SmartBear CEO Dan Faulkner on the quality gap created by agentic coding, why intent validation is quality's next big role, and what BearQ is trying to do about it.

The growing disparity between the speed at which code is being produced, accelerated by AI coding tools, and the capacity of quality, security, and governance activities to keep pace with that output. As the inner loop accelerates and more software is generated faster, the outer loop becomes a bottleneck. The quality gap refers to this imbalance: more software arriving at testing and review stages than teams have the time or tools to handle thoroughly, creating pressure to either sacrifice coverage, slow down releases, or find new ways to scale quality work.

The set of SDLC activities that happen after a developer's local coding work is complete, including integration, code review, quality assurance, security testing, governance, and deployment. The outer loop is contrasted with the inner loop, which covers the individual developer's fast local cycle. When AI tools accelerate the inner loop, the outer loop often becomes the bottleneck, because the teams and tools responsible for those downstream activities have not sped up to match. Quality, security, and DevOps disciplines all live primarily in the outer loop.

A structured map of everything an application does — all its pages, pathways, workflows, and API calls — built by systematically exploring the application rather than reading its source code. In an agentic testing context, a knowledge graph is generated automatically by an agent that navigates the running application and records what it finds. It gives teams a ground-truth picture of what has actually been built, which may differ from what was specified. It can be used to inform test strategy, surface coverage gaps, and support intent validation by comparing the graph against original requirements.

A framework for describing levels of automation in software development, adapted from the levels of autonomy used in autonomous vehicle design. At the lowest level, all work is done manually by a person. At each higher level, more decision-making and execution is handed to tooling or agents, with the highest level representing fully autonomous operation requiring no human intervention. The framework is used to help teams understand where they currently sit, where they want to get to, and how to move between levels safely. In a testing context, the ladder might run from manual test creation, through low-code automation, through AI-assisted test generation, up to a fully agentic testing system that explores, writes, executes, and reports without human instruction.

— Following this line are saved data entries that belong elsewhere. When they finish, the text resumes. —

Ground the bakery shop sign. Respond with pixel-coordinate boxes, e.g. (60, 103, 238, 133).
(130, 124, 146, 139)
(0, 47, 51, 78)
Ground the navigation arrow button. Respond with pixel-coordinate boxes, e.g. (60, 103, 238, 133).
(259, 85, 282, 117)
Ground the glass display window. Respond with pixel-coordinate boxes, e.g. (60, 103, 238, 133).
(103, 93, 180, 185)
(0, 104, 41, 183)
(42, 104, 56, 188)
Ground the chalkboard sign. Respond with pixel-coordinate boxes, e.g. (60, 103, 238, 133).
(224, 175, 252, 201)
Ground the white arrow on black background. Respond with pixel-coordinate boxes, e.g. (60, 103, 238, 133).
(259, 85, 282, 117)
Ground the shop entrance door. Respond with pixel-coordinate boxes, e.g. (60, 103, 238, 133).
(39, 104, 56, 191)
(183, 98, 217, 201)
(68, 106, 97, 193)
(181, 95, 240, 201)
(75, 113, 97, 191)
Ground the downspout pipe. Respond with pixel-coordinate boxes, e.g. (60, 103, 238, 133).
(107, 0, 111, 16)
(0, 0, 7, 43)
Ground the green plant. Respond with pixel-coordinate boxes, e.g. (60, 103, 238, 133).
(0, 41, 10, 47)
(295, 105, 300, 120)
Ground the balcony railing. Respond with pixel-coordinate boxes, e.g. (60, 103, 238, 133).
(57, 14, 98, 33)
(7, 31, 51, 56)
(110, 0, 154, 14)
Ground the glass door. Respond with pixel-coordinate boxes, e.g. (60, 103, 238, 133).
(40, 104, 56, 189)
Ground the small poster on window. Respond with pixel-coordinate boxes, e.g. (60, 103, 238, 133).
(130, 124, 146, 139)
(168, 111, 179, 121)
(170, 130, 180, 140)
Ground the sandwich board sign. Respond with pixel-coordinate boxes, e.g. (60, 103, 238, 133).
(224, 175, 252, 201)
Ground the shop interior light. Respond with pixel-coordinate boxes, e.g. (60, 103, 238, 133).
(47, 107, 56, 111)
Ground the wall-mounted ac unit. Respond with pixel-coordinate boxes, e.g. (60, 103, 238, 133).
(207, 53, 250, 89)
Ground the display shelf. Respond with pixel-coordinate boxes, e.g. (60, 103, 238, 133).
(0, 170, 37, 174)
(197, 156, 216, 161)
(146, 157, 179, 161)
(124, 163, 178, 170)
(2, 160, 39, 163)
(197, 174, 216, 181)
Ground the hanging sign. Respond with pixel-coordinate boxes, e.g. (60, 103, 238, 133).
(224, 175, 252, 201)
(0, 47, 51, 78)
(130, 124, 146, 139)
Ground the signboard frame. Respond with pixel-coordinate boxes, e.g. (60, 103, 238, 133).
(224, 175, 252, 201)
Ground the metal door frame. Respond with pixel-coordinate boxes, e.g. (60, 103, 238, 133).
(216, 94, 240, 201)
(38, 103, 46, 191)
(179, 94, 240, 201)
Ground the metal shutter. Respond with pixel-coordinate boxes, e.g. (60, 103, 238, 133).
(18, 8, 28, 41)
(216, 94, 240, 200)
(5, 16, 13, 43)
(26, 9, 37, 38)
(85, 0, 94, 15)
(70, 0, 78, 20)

The rate at which software is successfully delivered into production, as distinct from coding velocity. A team may write code faster due to AI tools while production velocity stays the same or even drops, because quality, security, and governance activities downstream have not accelerated to match. Production velocity is the more meaningful measure of a team's actual throughput, since it reflects the full system of constraints in the SDLC rather than just the speed of the coding step.

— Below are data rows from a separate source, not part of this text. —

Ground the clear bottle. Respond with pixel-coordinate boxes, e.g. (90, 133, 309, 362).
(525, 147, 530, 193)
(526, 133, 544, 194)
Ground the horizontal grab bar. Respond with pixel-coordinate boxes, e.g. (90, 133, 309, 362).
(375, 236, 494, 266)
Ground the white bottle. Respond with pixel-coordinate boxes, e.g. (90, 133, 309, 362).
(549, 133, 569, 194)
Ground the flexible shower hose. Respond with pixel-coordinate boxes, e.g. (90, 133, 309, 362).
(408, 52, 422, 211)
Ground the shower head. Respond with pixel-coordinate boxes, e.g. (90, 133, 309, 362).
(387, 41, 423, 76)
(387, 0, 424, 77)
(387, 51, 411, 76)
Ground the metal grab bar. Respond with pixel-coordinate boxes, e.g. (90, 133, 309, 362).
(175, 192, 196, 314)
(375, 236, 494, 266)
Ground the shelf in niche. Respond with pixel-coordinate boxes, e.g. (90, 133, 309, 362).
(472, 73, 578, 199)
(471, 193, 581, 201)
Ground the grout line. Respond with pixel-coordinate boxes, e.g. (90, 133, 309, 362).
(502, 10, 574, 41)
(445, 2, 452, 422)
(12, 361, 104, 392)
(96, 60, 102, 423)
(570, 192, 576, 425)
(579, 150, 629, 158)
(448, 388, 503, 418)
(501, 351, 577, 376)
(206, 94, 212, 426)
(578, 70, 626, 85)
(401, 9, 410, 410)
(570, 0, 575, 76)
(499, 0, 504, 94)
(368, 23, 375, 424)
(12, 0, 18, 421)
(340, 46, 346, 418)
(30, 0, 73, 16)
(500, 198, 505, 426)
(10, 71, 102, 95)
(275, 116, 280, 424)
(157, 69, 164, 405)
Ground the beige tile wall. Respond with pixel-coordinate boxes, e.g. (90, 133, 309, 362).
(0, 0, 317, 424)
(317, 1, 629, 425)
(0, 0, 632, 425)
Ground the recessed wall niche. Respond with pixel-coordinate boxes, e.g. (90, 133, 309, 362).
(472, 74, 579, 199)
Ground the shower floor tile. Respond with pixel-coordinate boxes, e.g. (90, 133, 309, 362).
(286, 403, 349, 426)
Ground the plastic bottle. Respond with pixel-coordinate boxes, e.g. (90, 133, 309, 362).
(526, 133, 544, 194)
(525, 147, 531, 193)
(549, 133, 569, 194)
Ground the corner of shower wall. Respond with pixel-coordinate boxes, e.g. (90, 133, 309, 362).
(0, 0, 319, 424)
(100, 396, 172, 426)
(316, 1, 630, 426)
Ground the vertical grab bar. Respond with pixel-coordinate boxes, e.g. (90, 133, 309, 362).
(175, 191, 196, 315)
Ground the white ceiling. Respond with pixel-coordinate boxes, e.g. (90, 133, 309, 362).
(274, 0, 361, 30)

The fast, localised development cycle covering writing, running, and testing code on a developer's own machine, before changes are pushed to shared infrastructure. The term is used to distinguish the individual developer's coding and unit testing step from the broader SDLC activities that follow, sometimes called the outer loop, which include integration, review, quality assurance, security, and deployment. In the context of AI-accelerated development, the inner loop has sped up significantly, creating pressure on the outer loop to keep pace.

The process of checking whether an agentic coding tool actually built what was asked for, and whether it built anything that was not asked for. As AI coding agents have latitude to make their own decisions, the output they produce can drift from the original specification in ways that are not immediately visible. Intent validation sits upstream of functional testing: before asking whether the software works, it asks whether the software is the right thing. It requires a combination of system knowledge, user empathy, and judgement about what constitutes acceptable drift versus what must be sent back. For example: reviewing a knowledge graph of what an agent built against the original user stories; checking for features added without being requested; or confirming that access and permission models reflect what was specified rather than what the agent assumed.